The EU humiliated itself in Moscow

Josep Borrell's visit to Moscow Friday, February 5, was a painful embarrassement. After having been convicted to 2,8 years imprisonment, opposition leader Alexei Navalny was back in court the day of Borrell's visit, facing another dubious charge. Instead of defending the Russian opposition, the EU high representative stressed the need for cooperation with Moscow. At the same moment three European diplomates were expelled.  Borrell only confirmed the Kremlin's idea that the EU is not to be taken seriously, argues Mark Galeotti in a commentary for The Spectator

josep borrell in moscowEU representative Josep Borrell during talks with Russian foreign minister Lavrov. Photo 

by Mark Galeotti

It was a masterclass in the worst of European Union diplomacy. Josep Borrell’s controversial visit to Moscow was a triumph. Sadly, though, for the Russians. In light of the treatment of opposition leader Alexei Navalny — imprisoned this week after he returned to the country whose leadership had tried to murder him — there had been calls for Borrell to cancel his visit.

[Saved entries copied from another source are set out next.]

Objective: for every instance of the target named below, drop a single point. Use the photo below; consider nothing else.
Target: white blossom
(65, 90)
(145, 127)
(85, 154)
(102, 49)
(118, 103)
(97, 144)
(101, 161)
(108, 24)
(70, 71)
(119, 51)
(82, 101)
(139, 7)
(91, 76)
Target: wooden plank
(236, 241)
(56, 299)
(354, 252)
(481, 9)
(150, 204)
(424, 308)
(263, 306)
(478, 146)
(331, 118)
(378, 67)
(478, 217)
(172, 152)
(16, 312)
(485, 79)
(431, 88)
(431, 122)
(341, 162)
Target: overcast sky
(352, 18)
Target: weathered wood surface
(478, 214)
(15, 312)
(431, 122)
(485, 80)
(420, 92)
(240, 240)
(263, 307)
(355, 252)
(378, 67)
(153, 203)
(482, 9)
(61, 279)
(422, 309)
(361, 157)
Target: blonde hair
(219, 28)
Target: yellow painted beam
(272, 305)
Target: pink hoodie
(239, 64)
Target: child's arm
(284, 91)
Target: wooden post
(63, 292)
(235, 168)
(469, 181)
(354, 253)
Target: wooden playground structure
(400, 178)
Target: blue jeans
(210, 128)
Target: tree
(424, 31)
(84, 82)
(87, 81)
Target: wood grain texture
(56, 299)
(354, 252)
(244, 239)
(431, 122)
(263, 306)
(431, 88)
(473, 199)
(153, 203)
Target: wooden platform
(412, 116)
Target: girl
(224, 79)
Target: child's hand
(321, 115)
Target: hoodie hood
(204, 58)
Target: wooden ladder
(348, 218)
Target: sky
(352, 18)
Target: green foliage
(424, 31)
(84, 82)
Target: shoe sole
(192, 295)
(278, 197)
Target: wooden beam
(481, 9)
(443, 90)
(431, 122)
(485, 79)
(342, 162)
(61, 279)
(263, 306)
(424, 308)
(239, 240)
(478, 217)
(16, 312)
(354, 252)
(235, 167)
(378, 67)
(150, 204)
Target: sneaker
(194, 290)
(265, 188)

At the very least, the High Representative of the European Union for Foreign Affairs and Security Policy needed to make a robust defence of the opposition, whose marches had been met with violence from the security forces, and whose leaders were being persecuted and harassed, to prove that there was genuine will behind the EU’s professed commitment to universal human values.

On Navalny’s arrest, Ursula von der Leyen had issued an underwhelming 54-word statement demanding his release. Was this just empty rhetoric? We looked to Borrell for clarification.

The EU doesn't really exist in Moscow's view

The Russians don’t really believe the EU exists — they feel that genuine power still rests with nation states

And that he certainly provided. Even though Navalny was back in court, facing yet another dubious charge (this time of defaming a world war two veteran) Borrell rejected calls for him to visit the trial. Other diplomats did, including a representative from the British embassy, but Borrell opted not to, even though he had previously said he would be 'very happy to see Mr Navalny'. His spokesperson ingeniously spinned that had Borrell met with him, 'it would give the wrong impression that we accept the situation'.

As yet unexplained is quite why that prevented him from visiting an open court, or meeting representatives from Navalny’s team, or even seeing people from the independent civil society organisations that had monitored the official violence against protesters and provided legal aid to those arrested. Indeed, he must have delighted his hosts by stating that the EU had at present no plans to place any new sanctions on Russia (even though certain member states are certainly pressing for action). (And that he hoped Russia’s Sputnik V vaccine would soon be certified in Europe.)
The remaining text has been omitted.